CEP market under pressure: Mixing parcel networks with same-day delivery leads to a loss of efficiency – and money

The German CEP market continues to grow, but pressure on the last mile is mounting. From SKR AG’s perspective, the decisive competition arises not solely from faster delivery times, but from the economic management of different delivery networks. Traditional parcel networks and hyperlocal same-day models follow fundamentally different rules regarding costs, capacity utilisation and scaling. Rico Back, Managing Partner at SKR AG, warns against equating the two business models: “Combining nationwide parcel networks with instant delivery in the same network structure means losing efficiency – and, in the end, money.”

According to the German Federal Association of Parcel and Express Logistics (BPEX), growth in the German parcel market is now being driven primarily by e-commerce. While B2C shipments recently increased by 5.5 per cent and now account for around 60 per cent of all CEP shipments, the B2B business declined slightly.

In e-commerce, the last mile is increasingly becoming the decisive competitive factor. Almost all delivery providers want to benefit from the growth of online retail. Higher shipment volumes alone, however, do not guarantee profitability. “Margins are under considerable pressure in parts of the market,” says Rico Back. “Not because demand is lacking, but because capacity utilisation, cost structures and service promises do not always align economically.”

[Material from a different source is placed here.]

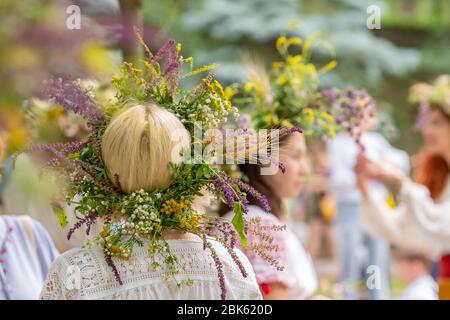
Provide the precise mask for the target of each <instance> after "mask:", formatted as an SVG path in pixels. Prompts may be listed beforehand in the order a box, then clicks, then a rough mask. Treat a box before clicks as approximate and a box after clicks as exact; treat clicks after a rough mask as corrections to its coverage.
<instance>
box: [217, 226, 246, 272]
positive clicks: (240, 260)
mask: <svg viewBox="0 0 450 320" xmlns="http://www.w3.org/2000/svg"><path fill="white" fill-rule="evenodd" d="M214 225H215V230H217V231H219V232H220V235H217V236H216V238H217V240H218V241H219V242H220V243H221V244H222V245H223V246H224V247H225V248H226V249H227V251H228V253H229V254H230V256H231V258H232V259H233V261H234V263H235V264H236V265H237V267H238V268H239V270H240V271H241V274H242V276H243V277H244V278H246V277H247V276H248V272H247V270H245V267H244V265H243V264H242V261H241V260H240V259H239V257H238V255H237V254H236V251H234V248H235V246H236V243H237V232H236V231H235V230H234V228H233V226H232V225H231V223H230V222H229V221H227V220H223V219H220V218H218V219H216V221H215V223H214Z"/></svg>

The large, nationwide parcel networks operate according to a clear economic principle: high shipment consolidation, standardised processes and economies of scale. Delivery becomes economically viable when large volumes are efficiently distributed via central hubs, consolidated main routes, direct transport and depots.

At the same time, networks are increasingly investing in urban delivery structures. Studies and municipal pilot projects show that parcel providers are making greater use of urban micro-hubs and consolidated same-day structures.

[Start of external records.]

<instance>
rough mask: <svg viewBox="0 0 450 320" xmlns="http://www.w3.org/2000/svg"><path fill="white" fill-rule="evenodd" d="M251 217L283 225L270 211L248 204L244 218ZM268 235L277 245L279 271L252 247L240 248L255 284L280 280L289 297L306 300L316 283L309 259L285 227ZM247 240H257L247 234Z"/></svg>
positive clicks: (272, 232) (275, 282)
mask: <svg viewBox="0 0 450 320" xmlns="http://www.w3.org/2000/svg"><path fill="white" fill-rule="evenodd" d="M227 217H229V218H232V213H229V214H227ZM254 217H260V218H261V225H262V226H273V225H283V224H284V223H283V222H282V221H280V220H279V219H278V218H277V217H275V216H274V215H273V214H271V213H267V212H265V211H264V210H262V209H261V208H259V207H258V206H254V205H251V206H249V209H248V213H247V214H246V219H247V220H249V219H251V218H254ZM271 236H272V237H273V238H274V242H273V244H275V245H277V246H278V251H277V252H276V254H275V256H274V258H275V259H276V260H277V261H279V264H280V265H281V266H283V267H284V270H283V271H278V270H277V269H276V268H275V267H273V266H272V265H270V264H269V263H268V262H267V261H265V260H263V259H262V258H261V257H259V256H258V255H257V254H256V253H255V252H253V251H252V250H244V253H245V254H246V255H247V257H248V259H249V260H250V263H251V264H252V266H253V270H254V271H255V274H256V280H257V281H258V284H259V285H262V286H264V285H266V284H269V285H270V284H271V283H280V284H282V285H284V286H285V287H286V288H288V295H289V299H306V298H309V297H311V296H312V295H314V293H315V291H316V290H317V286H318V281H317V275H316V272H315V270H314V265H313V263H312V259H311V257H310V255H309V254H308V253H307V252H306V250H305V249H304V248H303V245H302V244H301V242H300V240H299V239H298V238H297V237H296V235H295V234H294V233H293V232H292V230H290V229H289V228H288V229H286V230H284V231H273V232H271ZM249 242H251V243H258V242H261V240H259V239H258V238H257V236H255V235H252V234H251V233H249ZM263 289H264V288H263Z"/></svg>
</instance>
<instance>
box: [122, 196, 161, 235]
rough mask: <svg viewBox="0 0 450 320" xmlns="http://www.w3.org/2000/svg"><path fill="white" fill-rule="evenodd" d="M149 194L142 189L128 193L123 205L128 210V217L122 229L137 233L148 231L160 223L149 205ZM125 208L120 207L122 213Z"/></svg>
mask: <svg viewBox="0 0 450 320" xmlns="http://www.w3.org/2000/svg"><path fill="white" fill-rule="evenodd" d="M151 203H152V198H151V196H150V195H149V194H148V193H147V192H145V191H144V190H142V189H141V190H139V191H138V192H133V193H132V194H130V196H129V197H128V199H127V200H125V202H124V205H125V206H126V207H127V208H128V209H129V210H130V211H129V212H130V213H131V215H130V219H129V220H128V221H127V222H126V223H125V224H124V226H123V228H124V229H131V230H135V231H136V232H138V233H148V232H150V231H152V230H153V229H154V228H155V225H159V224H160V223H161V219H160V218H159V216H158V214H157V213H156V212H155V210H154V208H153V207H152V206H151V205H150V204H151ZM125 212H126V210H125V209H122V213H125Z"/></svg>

However, additional e-commerce shipments do not automatically mean higher profitability for established parcel networks. Capacity utilisation, cost efficiency and optimised 24-hour standard delivery remain crucial. Out-of-home structures and consolidated routes only work if they are embedded within a consistently optimised network.

“Speed alone does not create a functioning business model,” says Rico Back. “The key question is whether the last mile can be managed economically.”

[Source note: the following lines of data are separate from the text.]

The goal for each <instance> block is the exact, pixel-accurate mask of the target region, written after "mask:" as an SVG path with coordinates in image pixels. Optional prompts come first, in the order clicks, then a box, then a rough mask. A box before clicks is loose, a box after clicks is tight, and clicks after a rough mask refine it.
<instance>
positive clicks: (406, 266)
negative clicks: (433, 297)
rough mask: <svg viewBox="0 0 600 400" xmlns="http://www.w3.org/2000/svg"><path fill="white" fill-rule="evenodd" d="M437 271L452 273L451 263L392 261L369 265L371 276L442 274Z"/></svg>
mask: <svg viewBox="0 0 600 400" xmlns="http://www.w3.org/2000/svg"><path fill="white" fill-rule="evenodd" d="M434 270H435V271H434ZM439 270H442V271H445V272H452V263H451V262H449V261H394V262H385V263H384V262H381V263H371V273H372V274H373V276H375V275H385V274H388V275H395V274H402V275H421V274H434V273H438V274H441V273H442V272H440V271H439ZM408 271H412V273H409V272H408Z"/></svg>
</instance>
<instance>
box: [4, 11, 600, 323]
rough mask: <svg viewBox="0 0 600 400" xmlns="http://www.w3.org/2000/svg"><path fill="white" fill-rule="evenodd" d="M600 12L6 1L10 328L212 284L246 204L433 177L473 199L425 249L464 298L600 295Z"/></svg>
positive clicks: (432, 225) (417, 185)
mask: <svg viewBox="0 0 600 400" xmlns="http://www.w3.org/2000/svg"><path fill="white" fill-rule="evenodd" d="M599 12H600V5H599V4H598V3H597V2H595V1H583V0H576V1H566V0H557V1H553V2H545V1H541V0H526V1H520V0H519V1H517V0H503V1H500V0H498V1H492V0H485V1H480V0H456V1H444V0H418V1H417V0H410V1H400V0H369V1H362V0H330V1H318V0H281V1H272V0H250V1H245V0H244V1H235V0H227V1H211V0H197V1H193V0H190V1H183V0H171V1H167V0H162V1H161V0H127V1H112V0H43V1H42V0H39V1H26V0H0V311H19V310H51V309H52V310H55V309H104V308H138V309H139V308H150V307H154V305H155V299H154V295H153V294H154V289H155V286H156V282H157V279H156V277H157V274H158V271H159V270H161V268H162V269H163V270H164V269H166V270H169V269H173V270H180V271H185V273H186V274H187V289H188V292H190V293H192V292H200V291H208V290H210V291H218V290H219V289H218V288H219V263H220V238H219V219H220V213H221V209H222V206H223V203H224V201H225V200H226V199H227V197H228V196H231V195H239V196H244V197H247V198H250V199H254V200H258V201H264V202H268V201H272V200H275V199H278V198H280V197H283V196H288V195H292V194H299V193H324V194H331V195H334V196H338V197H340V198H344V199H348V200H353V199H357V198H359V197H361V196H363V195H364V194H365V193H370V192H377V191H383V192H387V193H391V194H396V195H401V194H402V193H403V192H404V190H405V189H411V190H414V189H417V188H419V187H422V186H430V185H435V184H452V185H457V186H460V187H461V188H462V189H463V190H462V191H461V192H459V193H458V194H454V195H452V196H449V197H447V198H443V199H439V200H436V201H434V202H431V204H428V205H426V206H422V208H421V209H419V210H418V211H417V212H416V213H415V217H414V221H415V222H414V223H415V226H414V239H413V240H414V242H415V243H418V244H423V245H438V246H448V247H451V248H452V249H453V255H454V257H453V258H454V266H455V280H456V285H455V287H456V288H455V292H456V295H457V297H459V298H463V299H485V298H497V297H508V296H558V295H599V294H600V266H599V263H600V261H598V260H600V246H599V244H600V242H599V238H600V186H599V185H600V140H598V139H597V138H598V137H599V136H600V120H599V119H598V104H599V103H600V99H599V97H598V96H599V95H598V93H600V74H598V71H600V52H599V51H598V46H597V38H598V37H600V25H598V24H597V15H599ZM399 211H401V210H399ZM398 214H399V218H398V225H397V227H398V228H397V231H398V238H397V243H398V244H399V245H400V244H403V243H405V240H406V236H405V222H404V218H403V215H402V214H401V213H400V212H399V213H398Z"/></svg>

Hyperlocal delivery follows different rules

At the same time, hyperlocal delivery models have become established. Driven by quick commerce, food delivery services and same-day offers, micro-depots and local fulfilment structures enable deliveries within a few hours or minutes.

However, many hyperlocal providers are also struggling with high unit costs and the pressure to scale profitably. These models are economically viable in the long term primarily where high order frequencies and high delivery density coincide.

“Hyperlocal delivery depends on speed and density, while traditional parcel networks rely on consolidation and economies of scale,” says Rico Back. “These are not two speeds of the same business, but two economically completely different systems.”

Hybrid models such as dedicated same-day subnetworks operated by major parcel providers or partnerships with urban last-mile platforms can work, according to SKR AG. The prerequisite, however, is that they are clearly separated operationally and organisationally. If costs, capacities and revenues are mixed, gradual margin erosion becomes a real risk.

The last mile becomes a test of economic viability

According to SKR AG, future competitiveness will not be determined by delivery times alone, but above all by operational efficiency, quality and intelligent network management.

Out-of-home solutions, alternative delivery points and consolidated routes are therefore becoming increasingly important. They not only help to reduce costs on the last mile, but also increase flexibility for end customers. At the same time, the importance of technological control systems is growing. Real-time data, AI-supported route planning, automated shipment control and digital infrastructure are increasingly becoming key competitive factors in delivery logistics.

“The decisive competition is not between the models, but within each respective business model,” says Rico Back. “Anyone who fails to master costs, capacity utilisation and service quality within their own network structure will come under pressure – regardless of company size or reach.”

Competition in the CEP market will therefore be decided less by maximum speed than by the right network structure. Nationwide parcel networks must optimise costs, capacity utilisation and service quality in standard 24-hour delivery. Hyperlocal providers need to master density, frequency and additional revenue streams within their territories. Those who mix both models lose efficiency – those who optimise them separately lay the foundations for profitability.